Picture: The Stilletoes performing at the Youth Fight for Jobs gig
On Sunday the 21st of June the Socialist Party’s first North Wales District meeting was held in Rhyl, a demonstration of the growing support for the party in the area as several people who do not have a local meeting to attend, came to their first party meeting. The meeting was opened by Keith Pattenden discussing the recent gains of the BNP in local and European elections and what could be done in Wales to campaign against their racist poison. He examined the reasons for their rise in votes and members over the last decade particularly looking at New Labour’s abandonment of the working class. We discussed how people without a viable alternative of a progressive party can turn in frustration to the BNP to express their anger. However, an important point was made that in this years Euro Elections the BNP vote actually dropped and they won MEPs only because many working class people didn’t vote! This showed how a new workers party is the only way to win over those people who feel utterly disillusioned with the main three parties and give them a positive place to put their vote.

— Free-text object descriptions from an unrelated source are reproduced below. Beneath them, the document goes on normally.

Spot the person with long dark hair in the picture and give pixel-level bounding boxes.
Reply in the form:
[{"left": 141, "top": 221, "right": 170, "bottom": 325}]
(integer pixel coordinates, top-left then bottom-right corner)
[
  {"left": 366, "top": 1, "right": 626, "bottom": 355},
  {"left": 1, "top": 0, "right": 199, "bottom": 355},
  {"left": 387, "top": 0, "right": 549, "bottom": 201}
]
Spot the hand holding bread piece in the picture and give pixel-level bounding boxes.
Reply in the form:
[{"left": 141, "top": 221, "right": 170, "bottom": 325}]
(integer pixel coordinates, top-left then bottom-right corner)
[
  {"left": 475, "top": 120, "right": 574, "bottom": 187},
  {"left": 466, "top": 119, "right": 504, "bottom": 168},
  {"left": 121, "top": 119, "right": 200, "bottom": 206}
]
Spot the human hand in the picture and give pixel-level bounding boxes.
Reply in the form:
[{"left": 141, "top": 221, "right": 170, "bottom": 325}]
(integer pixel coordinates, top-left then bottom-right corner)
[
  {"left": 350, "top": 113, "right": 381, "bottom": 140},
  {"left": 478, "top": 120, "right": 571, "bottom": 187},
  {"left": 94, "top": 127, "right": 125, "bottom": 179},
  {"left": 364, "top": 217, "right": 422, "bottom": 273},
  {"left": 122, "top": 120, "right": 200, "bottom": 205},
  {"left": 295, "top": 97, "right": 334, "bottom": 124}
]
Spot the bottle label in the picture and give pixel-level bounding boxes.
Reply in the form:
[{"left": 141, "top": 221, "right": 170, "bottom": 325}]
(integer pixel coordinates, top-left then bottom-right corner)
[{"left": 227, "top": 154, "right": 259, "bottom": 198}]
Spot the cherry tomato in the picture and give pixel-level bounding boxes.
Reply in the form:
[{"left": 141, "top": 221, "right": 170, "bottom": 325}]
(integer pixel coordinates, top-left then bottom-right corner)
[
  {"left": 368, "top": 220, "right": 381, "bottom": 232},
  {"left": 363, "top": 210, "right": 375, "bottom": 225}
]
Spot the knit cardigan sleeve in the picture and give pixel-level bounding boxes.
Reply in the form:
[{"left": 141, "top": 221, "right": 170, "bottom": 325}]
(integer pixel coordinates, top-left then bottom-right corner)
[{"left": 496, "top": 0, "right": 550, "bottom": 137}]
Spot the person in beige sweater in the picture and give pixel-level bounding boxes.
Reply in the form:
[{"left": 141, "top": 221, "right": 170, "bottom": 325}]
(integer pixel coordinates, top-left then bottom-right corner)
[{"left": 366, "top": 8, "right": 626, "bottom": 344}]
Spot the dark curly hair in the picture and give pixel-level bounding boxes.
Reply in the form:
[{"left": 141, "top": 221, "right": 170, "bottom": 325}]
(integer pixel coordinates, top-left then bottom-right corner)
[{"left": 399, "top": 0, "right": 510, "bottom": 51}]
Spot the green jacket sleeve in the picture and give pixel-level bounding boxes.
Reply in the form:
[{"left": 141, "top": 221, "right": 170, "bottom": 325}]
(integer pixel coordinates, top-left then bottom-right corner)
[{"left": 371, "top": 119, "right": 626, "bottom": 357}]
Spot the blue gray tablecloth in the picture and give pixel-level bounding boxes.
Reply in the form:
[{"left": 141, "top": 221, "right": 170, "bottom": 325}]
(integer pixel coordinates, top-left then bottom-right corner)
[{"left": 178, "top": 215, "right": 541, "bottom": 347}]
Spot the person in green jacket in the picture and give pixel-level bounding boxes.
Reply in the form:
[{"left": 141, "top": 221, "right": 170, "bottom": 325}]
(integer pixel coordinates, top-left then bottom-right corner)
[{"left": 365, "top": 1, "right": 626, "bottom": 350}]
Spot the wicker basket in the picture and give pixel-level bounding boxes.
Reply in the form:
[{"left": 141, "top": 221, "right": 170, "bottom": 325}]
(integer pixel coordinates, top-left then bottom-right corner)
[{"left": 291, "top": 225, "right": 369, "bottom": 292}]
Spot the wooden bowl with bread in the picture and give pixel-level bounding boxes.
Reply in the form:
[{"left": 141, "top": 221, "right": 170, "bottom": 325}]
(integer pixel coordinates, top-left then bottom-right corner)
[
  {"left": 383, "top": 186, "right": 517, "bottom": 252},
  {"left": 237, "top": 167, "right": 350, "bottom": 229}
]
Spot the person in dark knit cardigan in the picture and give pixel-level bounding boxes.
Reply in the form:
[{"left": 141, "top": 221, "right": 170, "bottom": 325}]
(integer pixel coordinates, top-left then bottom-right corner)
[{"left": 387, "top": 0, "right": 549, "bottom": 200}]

The second session on building the Socialist Party in North Wales was introduced by Bangor Socialist Party branch secretary Iain Dalton. The branch in North Wales has expanded massively over the last half year with members now in several towns in Gwynedd as well as in Rhyl and Wrexham with mnay contacts even further afield, there has also been an influx of sixth form and college students over the last few months too. We reviewed our activities over the last few months from the protest against the onslaught in Gaza we organised to our recent activity around the Youth Fight For Jobs campaign, particularly emphasising the need to link this campaign with trade unionists locally. The importance of our Students Societies was highlighted too, owing too the NUS’s current unwillingness to campaign for students shown by their acceptance of fees and lack of support for UCU lecturers action against cuts was mentioned, particularly at Bangor University where cuts of 10% across all departments are being discussed.
In the week since the meeting we’ve already begun putting our plans into action with a fantastic Youth Fight for Jobs fundraising gig held near Bangor which raised over £100 as well as excellent stalls in Bangor and Colwyn Bay against the privatisation of Royal Mail where we sold record number of papers at both. We are also holding our first party meeting in Wrexham this week, which will hopefully be the beginning of a new branch building on the activity in the town over the last few months.